A tragédia em Henan era anunciada. A responsabilidade pela catástrofe tanto lá como em toda a China cabe ao governo de Pequim. Numa ditadura onde tudo é segredo de Estado, durante muito tempo a aids se espalhou sem encontrar nenhuma barreira. Para se ter uma idéia, apenas 1% dos infectados chineses sabe que tem o HIV. O ritmo de contágio pelo vírus em território chinês é assustador. De 1995 para cá, o número de contaminados cresce 40% a cada ano. No resto do mundo, a média de novos casos registrados anualmente é de 12%. O descalabro vai além em Henan. O principal vetor de contaminação na província foi a coleta de sangue coordenada pelo governo. No fim dos anos 80 e ao longo de toda a primeira metade da década de 90, os agricultores de Henan foram incentivados a vender seu sangue por quantias que variavam de 5 a 20 dólares. O objetivo da coleta era o uso do plasma sanguíneo para a fabricação de medicamentos. Em qualquer lugar decente, a coleta é feita com seringas descartáveis, e o plasma é separado dos outros componentes sanguíneos numa máquina que devolve o resto do sangue ao doador. Não há risco nenhum.
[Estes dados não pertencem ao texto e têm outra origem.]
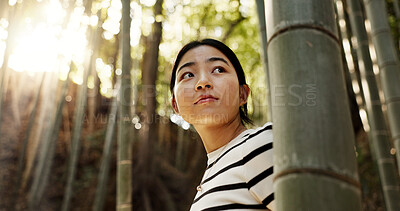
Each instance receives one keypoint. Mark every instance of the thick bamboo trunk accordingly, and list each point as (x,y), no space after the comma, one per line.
(102,181)
(388,63)
(149,77)
(44,153)
(22,154)
(124,157)
(263,35)
(314,163)
(379,134)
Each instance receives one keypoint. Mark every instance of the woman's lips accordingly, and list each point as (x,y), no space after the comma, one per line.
(206,99)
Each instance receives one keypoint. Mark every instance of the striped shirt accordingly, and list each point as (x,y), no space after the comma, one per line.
(239,176)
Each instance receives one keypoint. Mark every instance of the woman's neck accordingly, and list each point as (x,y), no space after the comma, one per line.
(214,137)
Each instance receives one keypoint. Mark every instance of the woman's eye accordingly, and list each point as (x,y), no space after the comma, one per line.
(187,75)
(218,70)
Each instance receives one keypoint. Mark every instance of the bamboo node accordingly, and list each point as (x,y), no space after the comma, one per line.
(124,162)
(123,206)
(322,172)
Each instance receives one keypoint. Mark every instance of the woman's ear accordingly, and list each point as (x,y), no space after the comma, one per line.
(244,92)
(174,106)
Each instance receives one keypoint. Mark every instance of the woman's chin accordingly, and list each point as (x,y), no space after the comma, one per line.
(209,119)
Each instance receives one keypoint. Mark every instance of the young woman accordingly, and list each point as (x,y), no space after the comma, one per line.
(209,91)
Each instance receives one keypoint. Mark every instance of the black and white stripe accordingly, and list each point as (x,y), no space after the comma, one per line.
(242,175)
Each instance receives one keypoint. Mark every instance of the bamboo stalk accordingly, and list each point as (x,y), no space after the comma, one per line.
(263,35)
(21,157)
(43,154)
(379,133)
(124,153)
(75,141)
(102,181)
(314,160)
(388,63)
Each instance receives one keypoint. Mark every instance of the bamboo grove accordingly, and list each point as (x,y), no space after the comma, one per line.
(85,116)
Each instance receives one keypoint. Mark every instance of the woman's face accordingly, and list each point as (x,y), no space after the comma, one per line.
(207,88)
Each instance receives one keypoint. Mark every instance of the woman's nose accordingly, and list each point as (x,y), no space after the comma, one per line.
(203,83)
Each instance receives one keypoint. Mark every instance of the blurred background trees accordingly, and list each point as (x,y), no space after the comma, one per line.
(63,72)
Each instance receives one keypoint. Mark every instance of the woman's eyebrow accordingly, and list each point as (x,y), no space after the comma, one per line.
(185,65)
(212,59)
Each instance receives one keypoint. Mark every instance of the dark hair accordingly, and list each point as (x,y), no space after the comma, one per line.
(232,58)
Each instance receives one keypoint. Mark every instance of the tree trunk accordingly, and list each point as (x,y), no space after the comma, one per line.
(124,154)
(379,134)
(149,77)
(80,106)
(263,35)
(21,157)
(388,63)
(314,163)
(102,181)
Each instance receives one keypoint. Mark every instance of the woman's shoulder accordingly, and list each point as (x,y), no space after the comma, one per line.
(259,136)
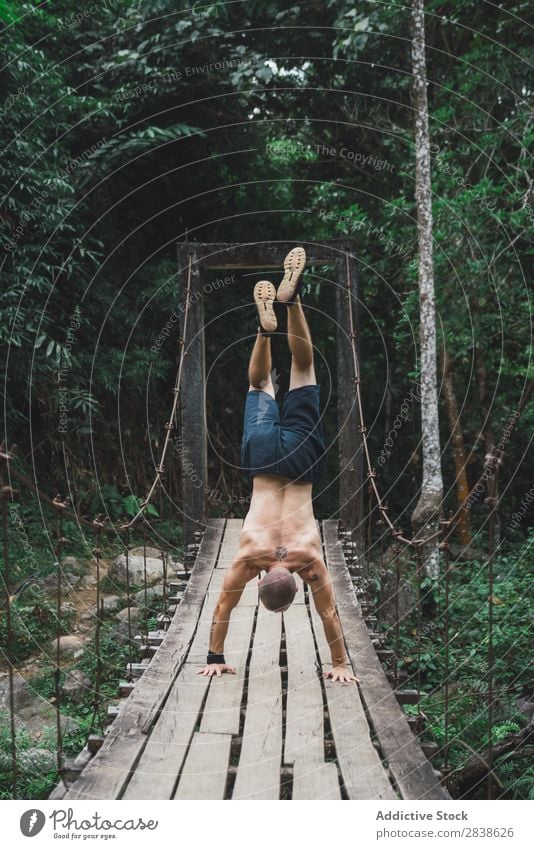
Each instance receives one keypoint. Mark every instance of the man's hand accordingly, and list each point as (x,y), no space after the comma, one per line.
(216,669)
(342,674)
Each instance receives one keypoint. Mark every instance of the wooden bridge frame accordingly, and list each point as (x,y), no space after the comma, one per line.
(276,729)
(265,255)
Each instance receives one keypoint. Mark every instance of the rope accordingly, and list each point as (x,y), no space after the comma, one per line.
(160,468)
(6,492)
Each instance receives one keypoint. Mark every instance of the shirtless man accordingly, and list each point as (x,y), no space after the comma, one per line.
(284,456)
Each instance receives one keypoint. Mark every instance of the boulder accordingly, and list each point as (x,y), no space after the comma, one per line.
(34,760)
(69,646)
(110,602)
(71,564)
(76,684)
(88,581)
(22,694)
(120,624)
(150,552)
(152,592)
(135,615)
(34,713)
(136,569)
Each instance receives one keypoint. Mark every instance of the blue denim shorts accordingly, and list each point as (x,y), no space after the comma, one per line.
(291,444)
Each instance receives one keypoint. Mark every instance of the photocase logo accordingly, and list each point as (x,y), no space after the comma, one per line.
(32,822)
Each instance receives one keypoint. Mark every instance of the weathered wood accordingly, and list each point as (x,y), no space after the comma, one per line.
(192,441)
(205,771)
(258,772)
(161,761)
(221,712)
(304,738)
(106,775)
(362,772)
(349,437)
(262,254)
(315,780)
(411,771)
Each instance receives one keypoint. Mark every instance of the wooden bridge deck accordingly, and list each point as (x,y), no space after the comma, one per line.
(276,729)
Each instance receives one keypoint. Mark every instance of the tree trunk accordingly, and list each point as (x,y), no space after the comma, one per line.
(425,518)
(458,448)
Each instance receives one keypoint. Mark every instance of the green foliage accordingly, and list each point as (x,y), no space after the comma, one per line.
(468,660)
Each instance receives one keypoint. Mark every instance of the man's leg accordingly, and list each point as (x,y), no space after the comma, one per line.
(300,345)
(260,366)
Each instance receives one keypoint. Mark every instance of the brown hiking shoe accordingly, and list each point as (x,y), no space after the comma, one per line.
(264,297)
(293,267)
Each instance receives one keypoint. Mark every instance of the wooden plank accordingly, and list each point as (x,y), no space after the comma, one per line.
(222,710)
(315,781)
(410,769)
(258,771)
(206,769)
(160,763)
(363,774)
(107,773)
(262,254)
(304,739)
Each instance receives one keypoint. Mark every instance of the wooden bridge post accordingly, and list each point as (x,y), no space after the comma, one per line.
(349,439)
(192,430)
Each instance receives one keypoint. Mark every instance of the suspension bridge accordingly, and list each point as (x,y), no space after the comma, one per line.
(277,729)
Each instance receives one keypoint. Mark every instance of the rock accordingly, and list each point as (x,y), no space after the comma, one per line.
(120,625)
(152,592)
(48,584)
(34,713)
(109,602)
(150,552)
(71,564)
(135,615)
(33,760)
(68,645)
(136,569)
(22,694)
(76,684)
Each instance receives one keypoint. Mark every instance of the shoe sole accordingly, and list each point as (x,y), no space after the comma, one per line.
(264,297)
(293,267)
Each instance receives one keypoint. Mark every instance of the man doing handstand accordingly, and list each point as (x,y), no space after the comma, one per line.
(284,455)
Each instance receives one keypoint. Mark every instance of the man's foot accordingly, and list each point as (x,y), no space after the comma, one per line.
(265,296)
(293,267)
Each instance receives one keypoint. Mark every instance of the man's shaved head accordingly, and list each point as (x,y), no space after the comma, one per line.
(277,589)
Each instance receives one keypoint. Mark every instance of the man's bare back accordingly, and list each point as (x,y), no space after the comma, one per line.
(279,534)
(280,524)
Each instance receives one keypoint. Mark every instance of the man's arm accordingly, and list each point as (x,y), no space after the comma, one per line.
(325,605)
(234,583)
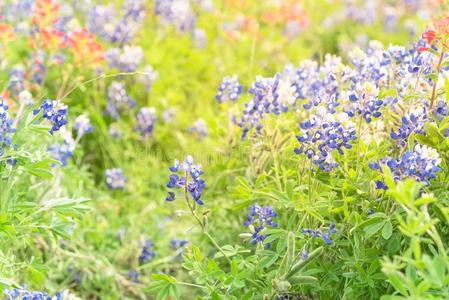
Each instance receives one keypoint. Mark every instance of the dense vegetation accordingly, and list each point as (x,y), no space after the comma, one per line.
(233,149)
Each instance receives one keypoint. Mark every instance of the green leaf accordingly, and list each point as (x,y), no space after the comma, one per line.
(373,229)
(387,230)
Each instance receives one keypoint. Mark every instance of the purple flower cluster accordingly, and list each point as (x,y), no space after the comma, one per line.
(269,96)
(318,233)
(115,179)
(118,99)
(321,135)
(199,127)
(145,121)
(6,127)
(421,164)
(178,13)
(147,252)
(189,179)
(364,101)
(55,112)
(355,89)
(24,294)
(117,28)
(258,218)
(229,89)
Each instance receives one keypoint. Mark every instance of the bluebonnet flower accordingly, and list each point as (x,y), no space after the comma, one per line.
(17,79)
(421,164)
(320,233)
(6,127)
(199,38)
(177,244)
(364,101)
(145,121)
(412,123)
(118,99)
(55,112)
(147,252)
(178,13)
(319,85)
(321,135)
(119,28)
(115,131)
(441,110)
(115,179)
(23,293)
(134,276)
(149,77)
(258,218)
(199,128)
(304,254)
(229,89)
(269,96)
(82,125)
(189,179)
(126,59)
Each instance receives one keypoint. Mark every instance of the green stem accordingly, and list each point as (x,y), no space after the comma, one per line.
(202,225)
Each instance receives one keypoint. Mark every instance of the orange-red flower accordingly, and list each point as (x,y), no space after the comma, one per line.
(46,13)
(429,36)
(85,48)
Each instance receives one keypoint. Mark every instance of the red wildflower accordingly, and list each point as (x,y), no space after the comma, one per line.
(85,48)
(430,36)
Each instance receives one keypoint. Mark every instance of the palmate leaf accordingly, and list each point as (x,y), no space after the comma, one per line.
(164,286)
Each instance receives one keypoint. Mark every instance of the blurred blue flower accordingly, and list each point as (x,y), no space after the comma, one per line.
(147,252)
(6,127)
(55,112)
(115,179)
(229,89)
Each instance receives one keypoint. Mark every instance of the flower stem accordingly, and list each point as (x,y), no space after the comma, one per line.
(434,89)
(202,225)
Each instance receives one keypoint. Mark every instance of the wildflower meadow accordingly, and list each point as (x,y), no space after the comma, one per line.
(224,149)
Em Henan, a coleta era feita com seringas contaminadas, o sangue de várias pessoas misturado num mesmo recipiente e só então devolvido aos doadores. Nada menos do que 75% dos habitantes de Henan que comercializaram o próprio sangue contraíram o HIV o que representa cerca de 700.000 pessoas. Muitos agricultores fizeram da venda de sangue um meio de sobrevivência. Há relatos de homens e mulheres que chegaram a doar sangue treze vezes num único mês os braços marcados pelas picadas das agulhas infectadas. Por causa disso, famílias inteiras foram dizimadas. Em algumas localidades, falta gente para enterrar os mortos. É incalculável o número de crianças órfãs da aids. Os orfanatos estão cheios de meninos e meninas portadores do HIV.
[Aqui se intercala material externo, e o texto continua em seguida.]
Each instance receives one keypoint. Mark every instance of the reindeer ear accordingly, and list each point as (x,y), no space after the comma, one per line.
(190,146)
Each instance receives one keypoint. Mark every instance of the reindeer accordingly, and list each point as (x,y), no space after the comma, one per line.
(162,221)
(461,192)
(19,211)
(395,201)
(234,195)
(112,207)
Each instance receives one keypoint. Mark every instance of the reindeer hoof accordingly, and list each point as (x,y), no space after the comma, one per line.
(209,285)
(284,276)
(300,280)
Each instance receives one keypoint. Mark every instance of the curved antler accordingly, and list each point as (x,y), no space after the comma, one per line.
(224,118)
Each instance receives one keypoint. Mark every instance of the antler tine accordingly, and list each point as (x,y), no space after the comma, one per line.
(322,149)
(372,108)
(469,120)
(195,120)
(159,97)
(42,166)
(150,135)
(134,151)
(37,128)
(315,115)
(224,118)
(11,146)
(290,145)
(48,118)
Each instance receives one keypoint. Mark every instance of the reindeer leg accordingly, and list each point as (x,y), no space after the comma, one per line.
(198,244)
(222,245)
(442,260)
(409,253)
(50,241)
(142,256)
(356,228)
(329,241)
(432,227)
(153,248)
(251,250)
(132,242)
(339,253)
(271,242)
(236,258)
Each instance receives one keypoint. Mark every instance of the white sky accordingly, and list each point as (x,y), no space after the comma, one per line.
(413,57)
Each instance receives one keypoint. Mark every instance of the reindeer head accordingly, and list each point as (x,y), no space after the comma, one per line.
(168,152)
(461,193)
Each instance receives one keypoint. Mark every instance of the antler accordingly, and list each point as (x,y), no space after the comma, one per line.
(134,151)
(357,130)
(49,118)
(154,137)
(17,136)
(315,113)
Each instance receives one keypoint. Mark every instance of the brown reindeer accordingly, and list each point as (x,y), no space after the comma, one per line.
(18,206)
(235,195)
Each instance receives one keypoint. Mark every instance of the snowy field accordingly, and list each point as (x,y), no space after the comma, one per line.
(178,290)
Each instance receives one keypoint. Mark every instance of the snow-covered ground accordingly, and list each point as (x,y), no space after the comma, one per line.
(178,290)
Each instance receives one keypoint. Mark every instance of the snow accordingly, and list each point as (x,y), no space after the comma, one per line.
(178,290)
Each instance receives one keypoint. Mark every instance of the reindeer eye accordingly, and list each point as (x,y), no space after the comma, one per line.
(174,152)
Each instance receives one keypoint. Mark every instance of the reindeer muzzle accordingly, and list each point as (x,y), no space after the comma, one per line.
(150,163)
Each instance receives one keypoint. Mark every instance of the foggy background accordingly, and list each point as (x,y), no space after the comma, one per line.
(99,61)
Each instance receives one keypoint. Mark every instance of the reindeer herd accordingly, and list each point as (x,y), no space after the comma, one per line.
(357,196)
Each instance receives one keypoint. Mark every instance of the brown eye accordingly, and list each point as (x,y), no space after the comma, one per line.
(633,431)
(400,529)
Outros quatro países preocupam as autoridades em saúde pública Rússia, Índia, Nigéria e Etiópia. Nenhum deles, porém, chama tanta atenção quanto a China. Os chineses representam um quinto da população mundial, e os dados fornecidos pelo governo não são confiáveis. Pelas estatísticas oficiais, em toda a China há "no máximo" 1 milhão de infectados. Segundo os cálculos dos especialistas, esse número pode ser de cinco a dez vezes maior. Nos rituais praticados durante a dinastia Shang era costume oferecer sangue humano aos deuses. Estima-se que, nos últimos 250 anos de seu reinado, os Shang sacrificaram mais de 13.000 pessoas. Na Henan de hoje, o sacrifício do sangue continua.